3、 take ts Columns are converted as partition columns , Insert data and query
//5. take ts Columns are added as partition columns by partition transformation
spark.sql(
"""
|alter table hadoop_prod.default.mytbl add partition field years(ts)
""".stripMargin)
//6. To watch mytbl Continue inserting data in , Previously, the data was not partitioned , After that, the data is partitioned
spark.sql(
"""
|insert into hadoop_prod.default.mytbl values
|(4,'ml',"beijing",cast(1639920630 as timestamp)),
|(6,'gb',"tianjin",cast(1576843830 as timestamp))
""".stripMargin )
spark.sql("select * from hadoop_prod.default.mytbl").show()
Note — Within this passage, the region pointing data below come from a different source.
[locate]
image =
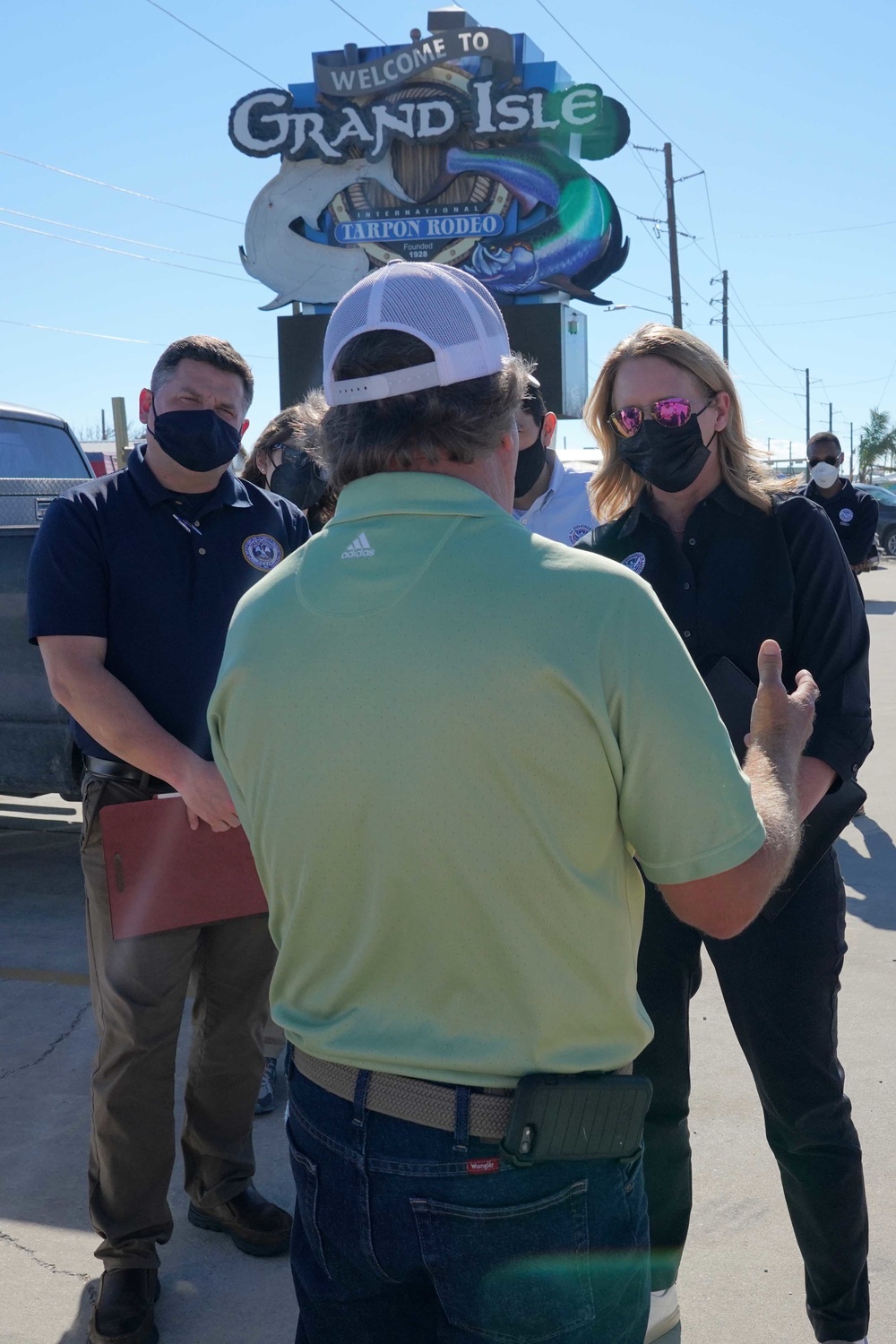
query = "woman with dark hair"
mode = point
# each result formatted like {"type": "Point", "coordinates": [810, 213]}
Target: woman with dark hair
{"type": "Point", "coordinates": [737, 558]}
{"type": "Point", "coordinates": [282, 460]}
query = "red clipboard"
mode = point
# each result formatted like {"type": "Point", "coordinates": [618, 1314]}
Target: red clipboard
{"type": "Point", "coordinates": [163, 875]}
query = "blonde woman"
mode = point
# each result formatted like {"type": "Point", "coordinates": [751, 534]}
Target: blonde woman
{"type": "Point", "coordinates": [734, 559]}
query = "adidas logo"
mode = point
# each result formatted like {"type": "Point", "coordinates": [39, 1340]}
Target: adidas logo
{"type": "Point", "coordinates": [360, 546]}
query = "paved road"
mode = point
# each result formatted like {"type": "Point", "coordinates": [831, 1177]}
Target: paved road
{"type": "Point", "coordinates": [742, 1279]}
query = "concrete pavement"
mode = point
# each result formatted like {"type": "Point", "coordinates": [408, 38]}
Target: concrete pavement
{"type": "Point", "coordinates": [742, 1277]}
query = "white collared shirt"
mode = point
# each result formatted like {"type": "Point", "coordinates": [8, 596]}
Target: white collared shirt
{"type": "Point", "coordinates": [562, 513]}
stay HDFS The data storage and results in are as follows :
4、 Delete partition loc
//7. Delete table mytbl Medium loc Partition
spark.sql(
"""
|alter table hadoop_prod.default.mytbl drop partition field loc
""".stripMargin)
//8. Go on to the table mytbl Insert data , And query
spark.sql(
"""
|insert into hadoop_prod.default.mytbl values
|(4,'ml',"beijing",cast(1639920630 as timestamp)),
|(6,'gb',"tianjin",cast(1576843830 as timestamp))
""".stripMargin )
spark.sql("select * from hadoop_prod.default.mytbl").show()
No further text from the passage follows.